‘Run the straight race through God’s good grace,
Lift up thine eyes and seek His face;
Life with its way before us lies,
Christ is the path, and Christ the prize.’
‘Prove all things; hold fast that which is good.’
Elsie Inglis took up practice in Edinburgh, and worked in a happy partnership with the late Dr. Jessie MacGregor, until the latter left Scotland for work in America.
When the University of Edinburgh admitted women to the examinations for degrees in medicine, Dr. Inglis graduated M.B., C.M. in 1899. From that date onwards her practice, her political and suffrage work, and the founding of the Hospice in the High Street of Edinburgh, as a nursing home and maternity centre staffed by medical women, occupied a life which grew and strengthened amid so many and varied experiences.
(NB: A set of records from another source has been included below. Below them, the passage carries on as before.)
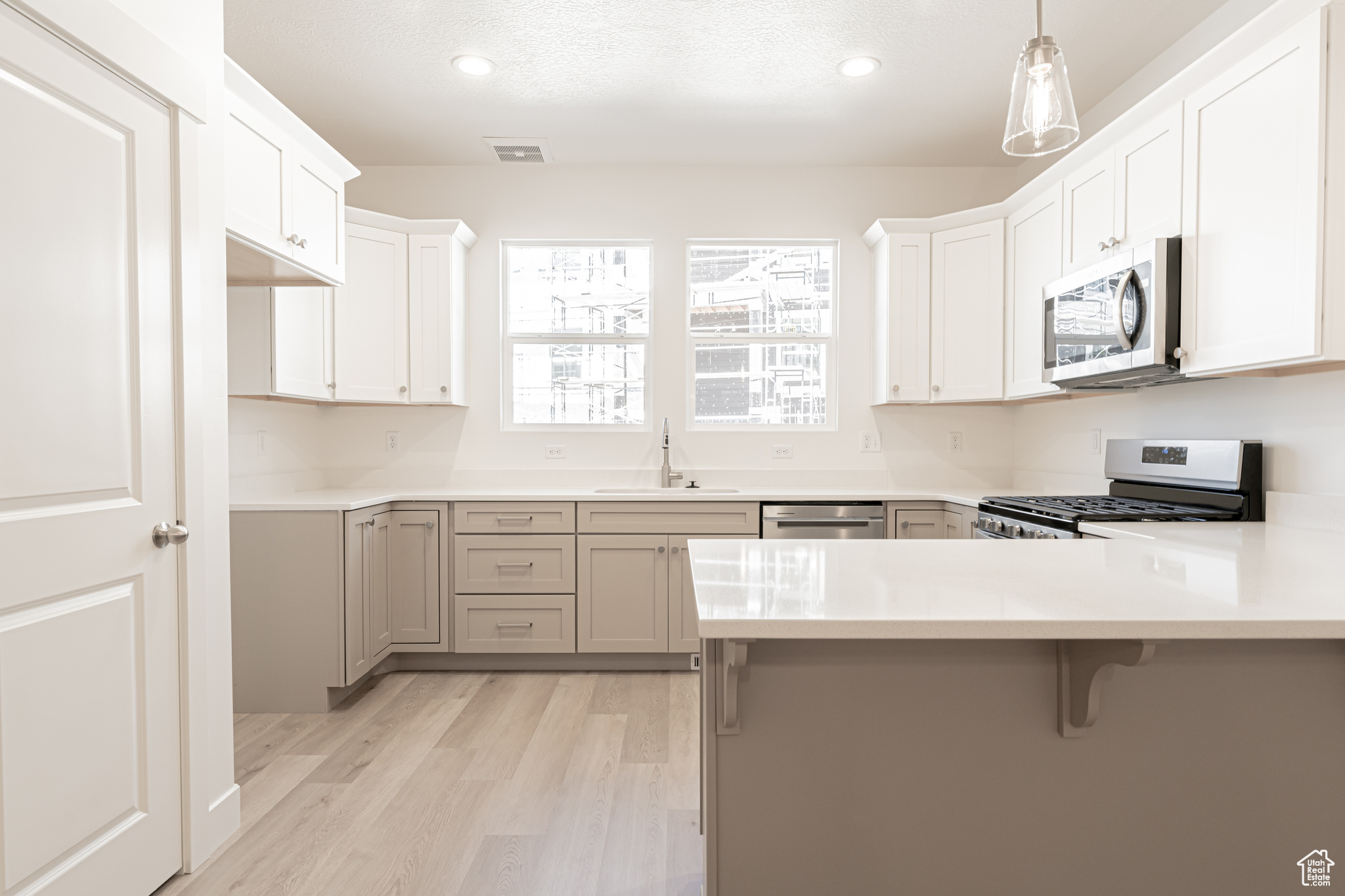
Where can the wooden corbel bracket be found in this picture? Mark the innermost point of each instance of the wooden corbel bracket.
(1082, 667)
(734, 657)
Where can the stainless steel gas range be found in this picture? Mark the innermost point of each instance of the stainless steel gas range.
(1187, 480)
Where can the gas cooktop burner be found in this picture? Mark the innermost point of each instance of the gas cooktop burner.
(1111, 508)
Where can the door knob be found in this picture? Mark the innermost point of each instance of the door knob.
(163, 535)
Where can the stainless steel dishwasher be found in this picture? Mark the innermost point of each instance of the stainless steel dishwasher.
(829, 521)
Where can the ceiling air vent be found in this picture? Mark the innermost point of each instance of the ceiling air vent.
(526, 151)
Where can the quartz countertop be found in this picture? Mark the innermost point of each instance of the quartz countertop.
(1142, 581)
(357, 499)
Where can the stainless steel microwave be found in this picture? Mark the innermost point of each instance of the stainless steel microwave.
(1115, 326)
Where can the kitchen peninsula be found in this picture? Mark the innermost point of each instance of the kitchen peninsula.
(958, 717)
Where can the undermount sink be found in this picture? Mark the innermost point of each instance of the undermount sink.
(663, 490)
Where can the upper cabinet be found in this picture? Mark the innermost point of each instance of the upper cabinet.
(966, 313)
(286, 192)
(902, 319)
(1033, 254)
(1252, 236)
(396, 332)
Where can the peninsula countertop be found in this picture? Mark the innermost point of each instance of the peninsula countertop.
(1143, 581)
(355, 499)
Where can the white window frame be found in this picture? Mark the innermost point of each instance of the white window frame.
(509, 340)
(831, 341)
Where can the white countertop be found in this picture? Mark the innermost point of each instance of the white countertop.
(357, 499)
(1146, 581)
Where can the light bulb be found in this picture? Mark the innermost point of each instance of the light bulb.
(1042, 112)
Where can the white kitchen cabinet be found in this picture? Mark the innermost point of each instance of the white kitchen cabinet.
(622, 603)
(372, 332)
(1032, 259)
(286, 190)
(1147, 174)
(303, 362)
(437, 319)
(966, 320)
(1252, 209)
(902, 319)
(1090, 211)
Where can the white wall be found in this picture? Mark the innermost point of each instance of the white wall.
(667, 206)
(1300, 418)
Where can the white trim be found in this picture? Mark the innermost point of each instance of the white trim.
(830, 340)
(244, 86)
(509, 340)
(119, 42)
(413, 226)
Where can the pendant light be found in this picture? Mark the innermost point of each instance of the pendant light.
(1042, 109)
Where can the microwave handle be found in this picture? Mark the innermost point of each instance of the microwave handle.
(1128, 340)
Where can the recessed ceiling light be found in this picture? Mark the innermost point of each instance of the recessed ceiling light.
(474, 65)
(858, 66)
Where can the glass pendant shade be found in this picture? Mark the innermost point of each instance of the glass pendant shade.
(1042, 109)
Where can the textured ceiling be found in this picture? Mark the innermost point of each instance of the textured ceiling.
(681, 81)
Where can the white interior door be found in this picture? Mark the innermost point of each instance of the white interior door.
(89, 734)
(372, 317)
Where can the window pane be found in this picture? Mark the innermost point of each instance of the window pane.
(762, 289)
(579, 289)
(762, 383)
(579, 383)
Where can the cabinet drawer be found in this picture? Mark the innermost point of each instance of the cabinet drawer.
(698, 517)
(503, 517)
(514, 565)
(533, 624)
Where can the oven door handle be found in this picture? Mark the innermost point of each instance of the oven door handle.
(1128, 340)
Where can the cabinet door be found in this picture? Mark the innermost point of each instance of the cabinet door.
(623, 594)
(413, 578)
(921, 524)
(359, 654)
(902, 319)
(372, 317)
(381, 570)
(1032, 259)
(301, 352)
(257, 179)
(437, 320)
(1251, 209)
(1090, 213)
(1149, 181)
(318, 215)
(967, 308)
(682, 617)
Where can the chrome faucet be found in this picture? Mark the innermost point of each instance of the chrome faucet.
(667, 475)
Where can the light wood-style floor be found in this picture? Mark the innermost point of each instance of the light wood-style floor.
(470, 784)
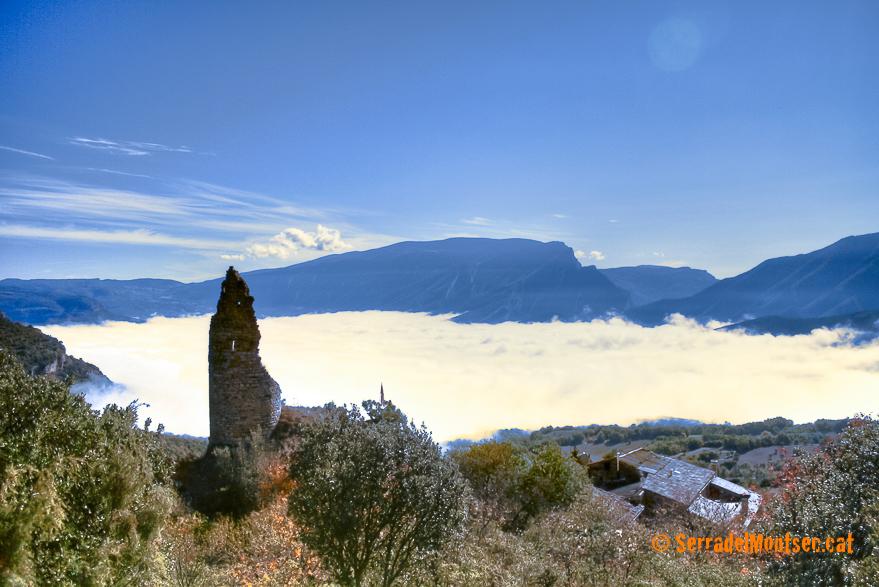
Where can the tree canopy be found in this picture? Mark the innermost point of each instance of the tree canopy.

Her father’s death deprived her of what had been the very centre and mainspring of her existence. As she records the story of his passing on, she says that she cannot imagine life without him, and that he had been so glad to see her begin her professional career. She was not one to lose her place in the stream of life from any morbid inaction or useless repining. She shared the spirit of the race from which she had sprung, a reaching forward to obtain the prize of life fulfilled with service, and she had inherited the childlike faith and confidence which inspired their belief in the Father of Spirits.
Elsie lost in her father the one who had made her the centre of his thoughts and of his most loving watchfulness. From the day that her home with him was left unto her desolate, she was to become a centre to many of her father’s wide household, and, even as she had learnt from him, she became a stay and support to many of his children’s children.
The two doctors started practice in Atholl Place, and later on they moved into 8 Walker Street, an abode which will always be associated with the name of Dr. Elsie Inglis.